Entre documentos familiares aparecieron cartas, fotografías y registros que nadie había revisado durante décadas.
Fue entonces cuando descubrieron algo sorprendente.
El abuelo de Valeria había dirigido durante años una organización benéfica dedicada a ayudar a niños abandonados.
Sin embargo, la historia escondía un secreto.
Muchos de esos niños habían sido acogidos, educados y ayudados económicamente por la familia sin que las generaciones posteriores lo supieran.
Había decenas de casos documentados.
Algunos de aquellos niños habían crecido, formado familias y mantenido contacto con el abuelo hasta su muerte.
Una herencia que nadie conocía
Conmovida por el hallazgo, Valeria comenzó a investigar.
Cuanto más profundizaba, más historias aparecían.
Niños rescatados de la pobreza.
Huérfanos que habían recibido educación.
Jóvenes que pudieron construir una vida gracias a la ayuda de su abuelo.
La cifra superaba todo lo imaginable.
No eran cinco ni diez.
Eran decenas.
Incluso cientos de personas habían sido beneficiadas de una forma u otra.
Entonces recordó las palabras de la adivina.
«Vi muchos niños conectados contigo».
Por primera vez, sintió que quizás la anciana no se refería a hijos biológicos.
El cambio de Ricardo
Mientras Valeria se involucraba cada vez más en la obra social que había descubierto, Ricardo observaba la transformación de su prometida.
Aquella mujer que antes dedicaba casi todo su tiempo a la planificación de la boda ahora pasaba horas organizando programas de ayuda para niños vulnerables.
Y algo comenzó a cambiar también en él.
Al principio colaboró solo para acompañarla.
Después empezó a visitar personalmente los proyectos.
Conoció historias difíciles.
Niños que necesitaban atención médica.
Familias que luchaban por salir adelante.
Adolescentes que soñaban con estudiar.
Poco a poco dejó de verlo como una simple actividad solidaria.
Comenzó a entender el verdadero impacto que podía tener.
El verdadero significado de la profecía
Meses después, la pareja regresó al pueblo.

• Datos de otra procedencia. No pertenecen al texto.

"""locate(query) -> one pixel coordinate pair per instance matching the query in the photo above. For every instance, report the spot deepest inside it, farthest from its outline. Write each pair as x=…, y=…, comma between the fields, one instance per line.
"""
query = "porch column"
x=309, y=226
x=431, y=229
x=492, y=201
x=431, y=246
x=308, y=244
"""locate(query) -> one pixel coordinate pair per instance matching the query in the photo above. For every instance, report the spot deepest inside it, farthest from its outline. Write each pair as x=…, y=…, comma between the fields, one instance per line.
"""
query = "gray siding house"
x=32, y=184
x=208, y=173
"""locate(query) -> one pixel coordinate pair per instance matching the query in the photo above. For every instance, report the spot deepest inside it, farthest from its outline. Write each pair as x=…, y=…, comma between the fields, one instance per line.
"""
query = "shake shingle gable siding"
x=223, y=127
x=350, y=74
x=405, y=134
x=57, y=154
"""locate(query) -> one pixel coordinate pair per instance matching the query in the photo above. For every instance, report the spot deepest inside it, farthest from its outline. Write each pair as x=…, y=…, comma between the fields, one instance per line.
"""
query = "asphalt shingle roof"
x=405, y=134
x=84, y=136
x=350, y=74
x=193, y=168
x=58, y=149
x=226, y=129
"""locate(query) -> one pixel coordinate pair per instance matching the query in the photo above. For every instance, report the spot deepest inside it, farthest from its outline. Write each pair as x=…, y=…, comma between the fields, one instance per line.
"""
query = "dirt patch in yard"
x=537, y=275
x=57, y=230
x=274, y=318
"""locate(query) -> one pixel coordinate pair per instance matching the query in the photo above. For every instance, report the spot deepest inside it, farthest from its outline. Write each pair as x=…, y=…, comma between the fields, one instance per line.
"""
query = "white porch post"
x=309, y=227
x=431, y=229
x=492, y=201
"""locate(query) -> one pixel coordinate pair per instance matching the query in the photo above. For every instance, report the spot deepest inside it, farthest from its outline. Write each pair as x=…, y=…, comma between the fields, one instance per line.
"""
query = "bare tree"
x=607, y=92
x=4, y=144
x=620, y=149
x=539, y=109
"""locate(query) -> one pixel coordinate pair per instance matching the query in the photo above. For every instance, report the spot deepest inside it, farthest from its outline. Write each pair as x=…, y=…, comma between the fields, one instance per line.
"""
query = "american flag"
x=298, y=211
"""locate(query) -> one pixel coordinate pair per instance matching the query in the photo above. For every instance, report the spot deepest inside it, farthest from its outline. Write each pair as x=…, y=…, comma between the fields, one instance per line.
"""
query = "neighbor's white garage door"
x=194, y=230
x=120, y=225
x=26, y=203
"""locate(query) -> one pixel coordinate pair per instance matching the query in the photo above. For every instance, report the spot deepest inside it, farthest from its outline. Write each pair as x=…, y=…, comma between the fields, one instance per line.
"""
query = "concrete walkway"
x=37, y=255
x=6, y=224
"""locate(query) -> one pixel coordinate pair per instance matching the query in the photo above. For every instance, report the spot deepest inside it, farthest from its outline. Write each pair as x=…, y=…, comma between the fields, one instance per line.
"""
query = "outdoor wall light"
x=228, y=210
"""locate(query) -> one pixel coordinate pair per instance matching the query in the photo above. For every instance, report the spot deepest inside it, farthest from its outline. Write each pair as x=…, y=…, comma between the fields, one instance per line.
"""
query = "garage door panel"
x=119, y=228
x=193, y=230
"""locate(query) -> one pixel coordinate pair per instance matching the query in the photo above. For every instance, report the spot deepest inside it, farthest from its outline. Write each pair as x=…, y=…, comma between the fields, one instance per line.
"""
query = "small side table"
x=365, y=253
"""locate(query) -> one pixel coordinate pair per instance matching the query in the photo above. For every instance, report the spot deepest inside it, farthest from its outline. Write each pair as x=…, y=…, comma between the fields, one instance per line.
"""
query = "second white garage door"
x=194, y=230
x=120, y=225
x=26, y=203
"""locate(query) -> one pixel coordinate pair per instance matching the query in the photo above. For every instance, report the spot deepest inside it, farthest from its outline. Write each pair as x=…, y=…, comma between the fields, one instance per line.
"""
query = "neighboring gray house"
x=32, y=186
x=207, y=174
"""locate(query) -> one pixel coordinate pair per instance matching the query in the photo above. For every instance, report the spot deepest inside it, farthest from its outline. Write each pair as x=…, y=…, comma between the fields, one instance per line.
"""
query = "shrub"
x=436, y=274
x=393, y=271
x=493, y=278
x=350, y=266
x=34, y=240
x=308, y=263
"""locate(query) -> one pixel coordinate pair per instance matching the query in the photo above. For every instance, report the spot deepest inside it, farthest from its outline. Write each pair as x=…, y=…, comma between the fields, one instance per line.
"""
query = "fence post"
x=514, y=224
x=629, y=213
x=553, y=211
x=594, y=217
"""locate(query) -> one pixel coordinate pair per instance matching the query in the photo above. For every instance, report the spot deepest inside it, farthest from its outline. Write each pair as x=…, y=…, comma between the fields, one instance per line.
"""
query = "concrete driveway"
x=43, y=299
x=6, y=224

Querían volver a ver a Estela.
Cuando la encontraron, Ricardo ya no tenía aquella actitud burlona.
—Creo que tenía razón —le dijo.
La anciana sonrió.
—No fui yo.
—¿Entonces qué fue?
Ella miró a Valeria.
—A veces el destino muestra caminos, no respuestas.
Ricardo observó a su prometida.
En pocos meses habían creado una fundación que ayudaba a cientos de niños.
Muchos de ellos habían encontrado oportunidades que antes parecían imposibles.
La anciana tomó la mano de Valeria una vez más.
—¿Lo entiendes ahora?
La joven asintió.
Sí.
Quizás la visión nunca había tratado sobre cuántos hijos tendría.
Quizás siempre se había tratado de cuántas vidas iba a tocar.
Y, por primera vez desde aquella extraña tarde, Ricardo comprendió que la mayor broma de todas había sido pensar que aquella mujer solo estaba inventando historias.
Porque una simple lectura de manos había terminado cambiando el rumbo de sus vidas para siempre.